The FX team at Close Treasury believes that the value of overseas property owned by British in the most popular locations rose by over £2.6 billion to £42 billion in the 18 months between July 2008 and December 2009. This is because the value of the Euro and the US Dollar against Sterling increased by 13.22% and 16% respectively during this period.
Between 2008 and 2009, property prices in France declined by around 6.63%, but because of the rise in the value of the Euro, if a Briton owning property there had sold-up and converted the money back into Sterling, they would have actually made money. Close Treasury estimates that there are around 98,000 properties in France owned by British citizens, and between 2008 and 2009, the combined Sterling value of these would have increased by just over £1 billion, or £10,373 per property.

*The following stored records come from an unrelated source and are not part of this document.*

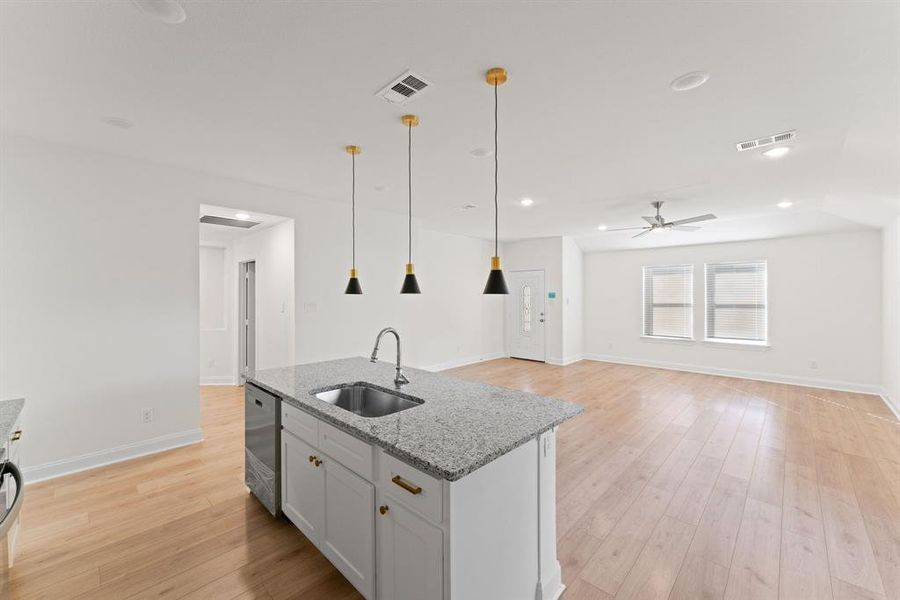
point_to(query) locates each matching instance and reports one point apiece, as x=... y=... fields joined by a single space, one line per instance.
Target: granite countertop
x=460 y=427
x=9 y=412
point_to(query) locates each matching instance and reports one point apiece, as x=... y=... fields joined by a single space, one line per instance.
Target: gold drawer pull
x=412 y=489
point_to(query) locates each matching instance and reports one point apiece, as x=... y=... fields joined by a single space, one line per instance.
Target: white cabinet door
x=410 y=555
x=302 y=486
x=348 y=535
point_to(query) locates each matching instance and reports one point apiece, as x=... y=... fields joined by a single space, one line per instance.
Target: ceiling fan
x=657 y=222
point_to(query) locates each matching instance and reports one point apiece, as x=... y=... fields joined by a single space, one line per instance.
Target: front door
x=525 y=315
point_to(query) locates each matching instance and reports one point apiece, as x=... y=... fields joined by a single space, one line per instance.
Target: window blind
x=668 y=301
x=736 y=305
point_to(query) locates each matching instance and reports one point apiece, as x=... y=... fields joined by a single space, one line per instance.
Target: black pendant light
x=353 y=286
x=410 y=284
x=496 y=283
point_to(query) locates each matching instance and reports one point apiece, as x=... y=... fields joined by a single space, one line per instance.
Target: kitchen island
x=451 y=497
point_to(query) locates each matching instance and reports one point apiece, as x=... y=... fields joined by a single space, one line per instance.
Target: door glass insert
x=526 y=308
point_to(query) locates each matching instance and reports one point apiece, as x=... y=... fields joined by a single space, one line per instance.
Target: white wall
x=891 y=318
x=100 y=293
x=273 y=250
x=98 y=304
x=216 y=358
x=824 y=306
x=573 y=300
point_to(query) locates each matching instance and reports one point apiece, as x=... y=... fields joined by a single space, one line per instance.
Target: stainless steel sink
x=367 y=400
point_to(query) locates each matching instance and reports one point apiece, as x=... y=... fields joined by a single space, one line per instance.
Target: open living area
x=479 y=300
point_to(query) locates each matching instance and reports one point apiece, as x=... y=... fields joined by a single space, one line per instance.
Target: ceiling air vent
x=778 y=138
x=405 y=88
x=213 y=220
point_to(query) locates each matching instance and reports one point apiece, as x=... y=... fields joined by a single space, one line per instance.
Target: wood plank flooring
x=670 y=485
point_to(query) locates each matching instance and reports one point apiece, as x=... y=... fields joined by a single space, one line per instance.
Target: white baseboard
x=828 y=384
x=564 y=361
x=892 y=403
x=108 y=456
x=218 y=380
x=462 y=362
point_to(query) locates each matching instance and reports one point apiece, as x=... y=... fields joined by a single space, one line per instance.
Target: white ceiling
x=271 y=92
x=223 y=235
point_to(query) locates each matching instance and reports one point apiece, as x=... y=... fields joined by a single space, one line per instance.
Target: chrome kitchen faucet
x=400 y=378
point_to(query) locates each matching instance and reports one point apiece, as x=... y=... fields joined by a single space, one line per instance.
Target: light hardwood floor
x=670 y=485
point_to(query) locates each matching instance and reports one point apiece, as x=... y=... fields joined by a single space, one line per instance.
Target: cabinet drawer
x=351 y=452
x=300 y=423
x=415 y=489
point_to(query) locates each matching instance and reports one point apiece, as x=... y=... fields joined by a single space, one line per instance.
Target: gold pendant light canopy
x=410 y=283
x=496 y=283
x=353 y=286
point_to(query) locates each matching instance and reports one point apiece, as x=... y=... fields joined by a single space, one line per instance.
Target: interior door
x=247 y=319
x=525 y=315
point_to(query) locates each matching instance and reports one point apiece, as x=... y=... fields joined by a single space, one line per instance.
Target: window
x=668 y=304
x=736 y=302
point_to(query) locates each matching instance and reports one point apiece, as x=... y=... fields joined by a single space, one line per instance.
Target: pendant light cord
x=353 y=202
x=496 y=169
x=409 y=148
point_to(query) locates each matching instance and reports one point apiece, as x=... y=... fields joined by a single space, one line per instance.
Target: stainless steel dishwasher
x=262 y=446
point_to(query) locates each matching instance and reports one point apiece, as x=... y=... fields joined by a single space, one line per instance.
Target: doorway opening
x=247 y=319
x=246 y=298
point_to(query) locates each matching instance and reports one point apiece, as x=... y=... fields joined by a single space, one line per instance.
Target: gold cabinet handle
x=409 y=487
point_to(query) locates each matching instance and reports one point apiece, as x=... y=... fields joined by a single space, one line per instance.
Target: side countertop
x=461 y=425
x=9 y=413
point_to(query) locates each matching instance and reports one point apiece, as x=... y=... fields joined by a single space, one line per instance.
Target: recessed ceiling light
x=689 y=81
x=167 y=11
x=481 y=152
x=776 y=152
x=119 y=122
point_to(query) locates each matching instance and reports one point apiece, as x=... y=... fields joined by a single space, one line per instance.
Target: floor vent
x=213 y=220
x=778 y=138
x=404 y=89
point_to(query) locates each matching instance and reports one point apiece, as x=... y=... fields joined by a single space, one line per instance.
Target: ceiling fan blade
x=707 y=217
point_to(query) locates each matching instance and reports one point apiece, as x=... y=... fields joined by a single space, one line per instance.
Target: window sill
x=660 y=338
x=738 y=343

In Spain, where Close Treasury estimates 144,500 properties are owned by British citizens, property prices fell by around 8.35% between 2008 and 2009, but again because of the rise in value of the Euro against Sterling, they would have made a collective gain of £1.1 billion, or £7,668 per property.
Even in America where property prices fell by 14.95% between 2008 and 2009, the rise in the value of the Dollar against Sterling meant that a British Citizen who owns a property there saw its Sterling value increase on average by £1,752.
The biggest winners were British citizens who own property in Italy, where a combination of rising property prices and a strong Euro meant that on average they saw the value of their properties there increase by £25,597 each.
Mark Taylor of Close Treasury explains: ‘There has been a lot of volatility in the currency markets recently and many expect this to continue. This is having a huge impact on the value of property owned by British people abroad and in many cases it is more influential than price changes in the local property markets.
‘With the currency markets being so volatile, around 40% of our FX clients are taking out forward contracts as opposed to paying spot prices.’